At the same time, a third channel on the scope is assigned the task of monitoring current flow through the fuel pump. This is called current ramping and is not a new technique. It has tremendous value in determining the overall health of the fuel pump by tracing the current flow through each individual commutator segment (that’s the copper strip at each end of the motor winding where the brushes contact) on the little electric motor that is the pump. Healthy pumps will have definitive peaks and valleys in the waveform, while worn pumps will have a more erratic appearance.

In addition to examining the pump for mechanical wear in the brushes and commutators, you can determine the operating speed of the pump. Most fuel pumps use eight commutator strips, but occasionally you’ll run into one that uses 10 or 12. Look carefully at your scope waveform to see if you can see the repetition in the pattern. Then place your time rulers on the peaks of the first and last segment.

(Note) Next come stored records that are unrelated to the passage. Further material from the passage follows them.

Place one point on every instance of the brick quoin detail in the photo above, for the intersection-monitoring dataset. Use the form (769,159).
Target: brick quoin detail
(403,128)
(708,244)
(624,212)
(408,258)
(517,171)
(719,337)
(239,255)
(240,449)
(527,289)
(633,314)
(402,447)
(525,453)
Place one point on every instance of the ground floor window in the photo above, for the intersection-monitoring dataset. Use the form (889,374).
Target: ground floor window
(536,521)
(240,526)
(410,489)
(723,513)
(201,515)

If your scope doesn’t calculate the RPM for you, plug the time you measured into this formula: 60,000 ÷ (time measured in milliseconds) = revolutions per minute.

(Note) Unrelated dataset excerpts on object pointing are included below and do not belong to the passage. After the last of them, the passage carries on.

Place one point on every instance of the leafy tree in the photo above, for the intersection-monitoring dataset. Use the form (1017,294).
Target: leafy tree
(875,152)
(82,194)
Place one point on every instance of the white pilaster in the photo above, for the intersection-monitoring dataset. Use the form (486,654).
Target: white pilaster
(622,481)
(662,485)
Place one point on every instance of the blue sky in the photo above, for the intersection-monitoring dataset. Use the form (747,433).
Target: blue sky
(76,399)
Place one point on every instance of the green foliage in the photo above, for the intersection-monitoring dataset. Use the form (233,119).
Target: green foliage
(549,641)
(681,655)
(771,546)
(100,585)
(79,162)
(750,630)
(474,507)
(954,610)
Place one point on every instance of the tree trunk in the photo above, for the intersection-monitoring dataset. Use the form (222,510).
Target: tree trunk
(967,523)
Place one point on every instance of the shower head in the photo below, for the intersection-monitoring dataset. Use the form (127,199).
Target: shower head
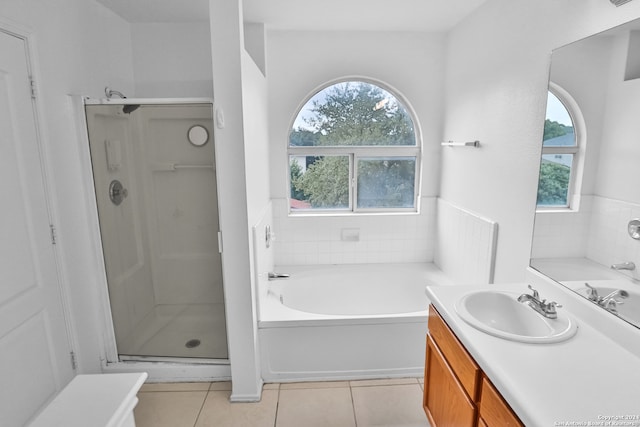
(110,93)
(129,108)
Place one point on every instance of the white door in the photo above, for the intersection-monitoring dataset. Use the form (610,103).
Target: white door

Specification for pump speed is rarely listed so use 5000 to 6000 RPM with the engine running as a guide. Diagnosing a fuel delivery problem can be streamlined when you examine pump speed and the pump’s current draw together. For example, let’s say you have a no start condition and you’re troubleshooting. You stab the Schrader valve on the fuel rail with your pocket screwdriver and nothing comes out. Next, you locate the fuel pump relay and bypass it to power the pump continuously. When there is still no fuel at the rail, are you ready to condemn the pump?

You can even leave the pressure transducer on the bench for the moment. Just grab the low amp probe and clamp it over that jumper wire you just used to bypass the relay and examine the pattern you get. As a general rule, you should see about 1 amp of current for every 10psi of pressure. Let’s say the pressure spec for the car you’re working on is 60psi. If everything is working right, the pump should draw about 6 amps.

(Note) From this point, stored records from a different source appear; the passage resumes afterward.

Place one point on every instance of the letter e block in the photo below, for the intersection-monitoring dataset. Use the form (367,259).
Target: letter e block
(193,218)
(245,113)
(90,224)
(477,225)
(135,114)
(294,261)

No current flow means an open circuit and time to do a little electrical diagnosis. Low current flow means the pump isn’t working very hard and, if it’s coupled with a higher than normal RPM, odds are the pump module has run dry, or the tank is empty! But if the RPM is lower than normal, you could be dealing with a voltage drop issue somewhere in the circuit.

What if the pump current draw is high, but RPM is low? In this case, suspect a clogged fuel filter downstream of the pump. Like any motor, current draw will increase in relation to the work the pump has to do. The harder it is for the pump to spin, the more current it will demand.